Und seit fünf Jahren die "Vinzirast-mittendrin": Die "Uni brennt"-Bewegung 2009 hatte Studierende und Obdachlose nähergebracht, zwei Studenten hatten dann nahe der Uni Wien ein leer stehendes Haus entdeckt und einen Bittbrief an Hans Peter Haselsteiner geschickt. Der leitete ihn an Corti weiter: Wenn ihr Verein die Verantwortung übernehme, würde er den Kauf ermöglichen. Ergebnis: Seit 2013 leben dort Studierende und ehemals Obdachlose in zehn Wohngemeinschaften, arbeiten miteinander in drei Werkräumen und lernen voneinander, ganz nach dem Lebensprinzip Cortis: "Leben in Gemeinschaft kann heilen."

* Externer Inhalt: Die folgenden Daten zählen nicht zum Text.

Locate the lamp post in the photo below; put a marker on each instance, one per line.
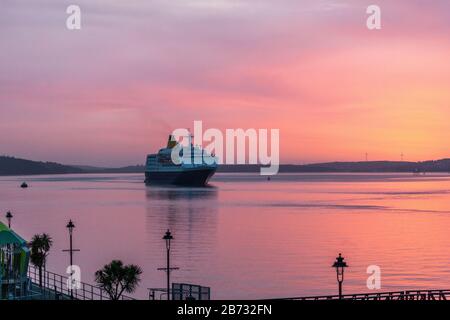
(168, 238)
(340, 266)
(9, 217)
(70, 226)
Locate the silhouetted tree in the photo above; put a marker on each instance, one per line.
(40, 247)
(115, 278)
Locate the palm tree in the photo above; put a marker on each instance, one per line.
(115, 278)
(40, 246)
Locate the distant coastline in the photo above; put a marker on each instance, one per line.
(11, 166)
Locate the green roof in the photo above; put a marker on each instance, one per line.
(7, 236)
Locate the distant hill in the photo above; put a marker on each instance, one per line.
(10, 166)
(15, 166)
(366, 166)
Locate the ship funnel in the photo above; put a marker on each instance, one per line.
(171, 143)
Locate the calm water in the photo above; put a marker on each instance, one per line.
(246, 237)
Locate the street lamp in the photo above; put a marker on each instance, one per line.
(70, 226)
(168, 238)
(9, 217)
(340, 266)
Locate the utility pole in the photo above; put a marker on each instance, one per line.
(70, 226)
(168, 238)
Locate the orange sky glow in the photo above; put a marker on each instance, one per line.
(111, 92)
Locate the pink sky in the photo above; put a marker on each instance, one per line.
(112, 91)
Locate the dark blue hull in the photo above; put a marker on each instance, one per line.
(191, 177)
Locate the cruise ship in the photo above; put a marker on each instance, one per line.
(193, 166)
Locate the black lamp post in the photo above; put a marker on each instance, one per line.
(9, 217)
(340, 266)
(168, 237)
(70, 226)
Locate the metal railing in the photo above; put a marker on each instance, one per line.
(54, 287)
(392, 295)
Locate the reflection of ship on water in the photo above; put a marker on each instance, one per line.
(193, 166)
(191, 214)
(172, 193)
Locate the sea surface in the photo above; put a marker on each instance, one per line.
(244, 236)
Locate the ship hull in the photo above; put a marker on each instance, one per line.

Peter Pelinka geht für News jede Woche "auf einen Kaffee" mit interessanten Zeitgenossen und Zeitgenossinnen.

© Heinz Stephan Tesarek

Cecily Corti

77, geboren in Wien, aufgewachsen in Slowenien, erlebte Flucht und Vertreibung in ihrer Kindheit. Mit 24 Jahren heiratete sie den Kulturjournalisten und Regisseur Axel Corti, mit dem sie drei Söhne bekam. Als Obfrau der Vinzenzgemeinschaft St. Stephan (Konto IBAN AT581200051413533033) leitet sie mehrere Einrichtungen für Obdachlose. Mit Peter Pelinka sprach sie im "Vinzirast-Lokal mittendrin".